Zauner also confessed that for a while she had a reflective dislike of the Bay Area, but that becoming friends with Melina Duterte of Jay Som softened her a bit. “It’s expensive … very expensive … but it’s beautiful,” she said, before explaining that the music video for Jay Som’s “The Bus Song,” which she directed, was a love letter to the region.
Speaking of Duterte and Jay Som, they closed out the night with a similarly well-adapted set. The early songs had an almost Fleetwood Mac feel to them, combining raw, emotional vocals with almost dreamlike guitars and drums with a bit more flair than standard pop-rock. (Though the bass player could stand to calm down a little; this isn’t Primus; we’re not here to hear you—let your singer shine.)
Later on in the show, though, we got a taste of the band’s range. One song would have a touch of bubbly early-’60s pop, and the next would have grungy instrumentals better suited to a hard rock power ballad. It added a lot of musical diversity to the show, but stayed anchored in Duterte’s vocals. As far as the music strayed, it never felt disjointed because she was always there keeping us centered.

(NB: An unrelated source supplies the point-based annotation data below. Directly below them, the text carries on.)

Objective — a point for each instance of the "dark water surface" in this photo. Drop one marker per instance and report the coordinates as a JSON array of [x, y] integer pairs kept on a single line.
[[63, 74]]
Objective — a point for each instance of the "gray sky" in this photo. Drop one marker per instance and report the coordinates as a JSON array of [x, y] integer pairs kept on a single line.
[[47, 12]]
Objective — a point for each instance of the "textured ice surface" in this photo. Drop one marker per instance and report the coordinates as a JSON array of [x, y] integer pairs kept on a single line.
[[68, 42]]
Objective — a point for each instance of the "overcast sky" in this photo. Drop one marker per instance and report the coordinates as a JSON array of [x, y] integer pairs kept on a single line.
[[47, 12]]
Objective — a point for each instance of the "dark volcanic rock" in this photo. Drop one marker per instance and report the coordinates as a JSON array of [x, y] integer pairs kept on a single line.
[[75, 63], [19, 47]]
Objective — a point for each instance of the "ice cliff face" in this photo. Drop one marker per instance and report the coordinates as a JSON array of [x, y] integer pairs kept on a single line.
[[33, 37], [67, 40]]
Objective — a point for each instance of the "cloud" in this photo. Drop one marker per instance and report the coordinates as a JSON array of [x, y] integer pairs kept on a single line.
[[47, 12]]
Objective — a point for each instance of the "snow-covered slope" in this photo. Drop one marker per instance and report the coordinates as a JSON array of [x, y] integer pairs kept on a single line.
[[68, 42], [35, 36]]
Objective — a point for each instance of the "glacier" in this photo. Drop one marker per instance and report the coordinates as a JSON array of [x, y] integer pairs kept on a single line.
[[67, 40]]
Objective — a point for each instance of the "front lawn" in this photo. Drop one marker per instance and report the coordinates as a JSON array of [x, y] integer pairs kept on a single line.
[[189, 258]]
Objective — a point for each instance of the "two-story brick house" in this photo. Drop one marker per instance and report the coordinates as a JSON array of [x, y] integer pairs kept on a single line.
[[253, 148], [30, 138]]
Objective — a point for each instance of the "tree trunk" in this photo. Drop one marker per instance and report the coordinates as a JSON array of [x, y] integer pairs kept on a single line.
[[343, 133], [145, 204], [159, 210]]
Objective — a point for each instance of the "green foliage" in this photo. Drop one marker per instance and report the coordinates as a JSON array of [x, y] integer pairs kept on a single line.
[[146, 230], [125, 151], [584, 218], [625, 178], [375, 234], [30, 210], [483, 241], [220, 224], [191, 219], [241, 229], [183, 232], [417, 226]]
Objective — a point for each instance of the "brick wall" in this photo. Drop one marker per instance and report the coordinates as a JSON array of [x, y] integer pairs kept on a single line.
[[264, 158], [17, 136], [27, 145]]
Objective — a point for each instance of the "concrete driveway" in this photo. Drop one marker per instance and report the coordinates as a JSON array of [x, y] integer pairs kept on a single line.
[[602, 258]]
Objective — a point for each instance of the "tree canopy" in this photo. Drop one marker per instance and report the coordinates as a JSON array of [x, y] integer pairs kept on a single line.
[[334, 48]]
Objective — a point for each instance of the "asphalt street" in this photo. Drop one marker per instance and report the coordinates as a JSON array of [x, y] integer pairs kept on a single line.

Also like her co-headliner–they’re very similar artists, as it turns out, and a good match for a lineup–Duterte can shred on a guitar given the opportunity. As strange as it sounds for what’s essentially a pop act, I wouldn’t have minded a guitar solo per song.
Coming in before the headliners was the third member of their tour, Hand Habits. Standing alone with a guitar, in contrast to the rest, Meg Duffy stayed true to her roots and played the expansive, atmospheric songs she recorded.
While the crowd’s attention did drift at times, her ability to create such a full, engrossing sound with just her voice and a guitar was more than a little amazing. Imagine Chris Isaak as a woman with impressive guitar chops, and you would be close to the effect.
That said, Duffy’s stage presence could use some work. While I’m not expecting pyrotechnics and backup dancers, moving around the stage a bit could help, or some confident, clearly-enunciated stage banter. It’s a minor complaint—the audience was there to see a musician, not a stand-up comedian—but if I had to pick a fault, that would be it.
(There was an opening act, a one-man band called Screaming. Let’s just say it’s appropriately named and leave it at that.)
All in all, it was a well-balanced collection of complementary musicians, each bringing their own experiences and sensibilities to a common genre. And, given the choice between a studio album or a live album from any of the three, I would probably pick the live album; the crowd, and the backing band, brings their music alive.